Awa-no-Uta, Naskah Kitab Surga
Awa-no-Uta adalah lagu yang dimulai dengan huruf 'a' dan berakhir dengan
'wa'. Huruf ini ini ada dalam setiap karakter naskah 48 Hotsuma-Tsutae
dan muncul pada bab pertama Kitab Surga.
Pada masa pemerintahan Omotaru (pria) dan Kashikone (wanita), generasi penguasa ke-6, kedua pemimpin melintasi seluruh negeri dan bekerja keras untuk mengembangkan pertanian. Makanan yang berlimpah, orang-orang hidup dengan baik, bangsa diatur baik dan damai. Tapi, Omotaru dan Kashikone tidak diberkati ahli waris dan setelah kematian mereka negara memasuki pelanggaran hukum dan gangguan.
Kemudian pangeran Takahito dan putri Isako, di bawah perintah Takamagahara (Dataran Tinggi Surgawi) menikah di istana Isa (Tsukuba) dan mengambil kendali pemerintahan sebagai Isanagi dan Isanami, generasi penguasa ke-7. Mereka menghidupkan kembali produktivitas pertanian di pusat Dataran Tanah Merah (Ashihara Nakakuni, kini Shiga) menggunakan tombak ilahi yang diwarisi dari nenek moyang mereka sebagai simbol otoritas. Pada saat yang sama, mereka mulai membuat standardisasi bahasa nasional yang terpolarisasi dalam dialek yang hampir tidak dimengerti.
Untuk menciptakan tujuan ini, mereka mempekerjakan bentuk lagu yang
disebut Awa-no-Uta. Bernyanyi dalam harmoni dengan iringan alat musik,
Isanagi akan melagukan 24 suara tinggi dan Isanami 24 suara rendah.
Dengan cara ini, mereka mencoba untuk membakukan jumlah suara kedalam
bahasa dan sama-sama berupaya mengembangkan pertanian, hal ini membantu
membawa bangsa kembali berpijak pada kakinya.
Kitab Ramalan, Hotsuma Futomani
Toyoke, penguasa provinsi utara merayakan hari Dewa yg mengawasi kuil
terluar Ise, menyusun grafik menggunakan 51 simbol fonetik untuk
mewakili 49 Dewa yang berada di langit. Dia memberikan semua ini kepada
putrinya Isanami dan suaminya Isanagi, kedelapan garis penguasa ilahi
Jepang.
Amateru, putra Isanagi dan Isanami, memiliki bangsawan yang menulis
puisi berdasarkan bagan Toyoke. Dia memilih 128 yang kemudian ditetapkan
sebagai Kitab Ramalan Futomani (ramalan ritual Shinto).
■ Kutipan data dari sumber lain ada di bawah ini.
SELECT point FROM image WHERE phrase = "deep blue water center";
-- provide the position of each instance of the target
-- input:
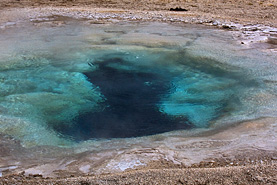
(130, 106)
Simbol A-U-WA dalam lingkaran mewakili Amemiwoya, pencipta langit dan bumi. Amemiwoya (Dewa Leluhur Surgawi).
TO-HO-KA-MI-YE-HI-TA-ME dibagian cincin pertama merupakan delapan dewa yang menciptakan jiwa manusia, dihubungkan kedalam bentuk fisik dan mengatur rentang kehidupan manusia. Amoto (Dewa Asal Surgawi).
A-I-HU-HE-MO-WO-SU-SI di bagian cincin kedua merupakan Dewa yang mengatur arah mata angin, bahasa, dan organ tubuh manusia. Anami (Dewa Keseimbangan Surgawi).
Tiga puluh dua simbol dalam dua cincin luar mengatur bentuk fisik luar manusia dan melindungi siang dan malam. Dewa Misofu (Tiga Puluh Dua Dewa).
Teks Hotsuma-Tsutae yang diterjemahkan Yamato-Kotoba membahas tentang
kelahiran, kehidupan, dan kematian 'Kami' dari kuil kuno Jepang dan
sejarah. Dalam hal ini, kata 'Kami' yang digunakan ditujukan kepada
sesuatu seperti bangsawan, bukan Dewa. Dalam sastra kuno Jepang,
Amaterasu (matahari 'Kami' Shinto) adalah laki-laki dan bukan perempuan
seperti yang tertulis dalam catatan sejarah resmi. Menurut Matsumoto,
Amaterasu feminin dalam Kojiki dan Nihon Shoki untuk memberikan
pembenaran pemerintahan Ratu Suiko, seorang Ratu yang memerintah
sebelum sastra kuno Jepang itu ditulis.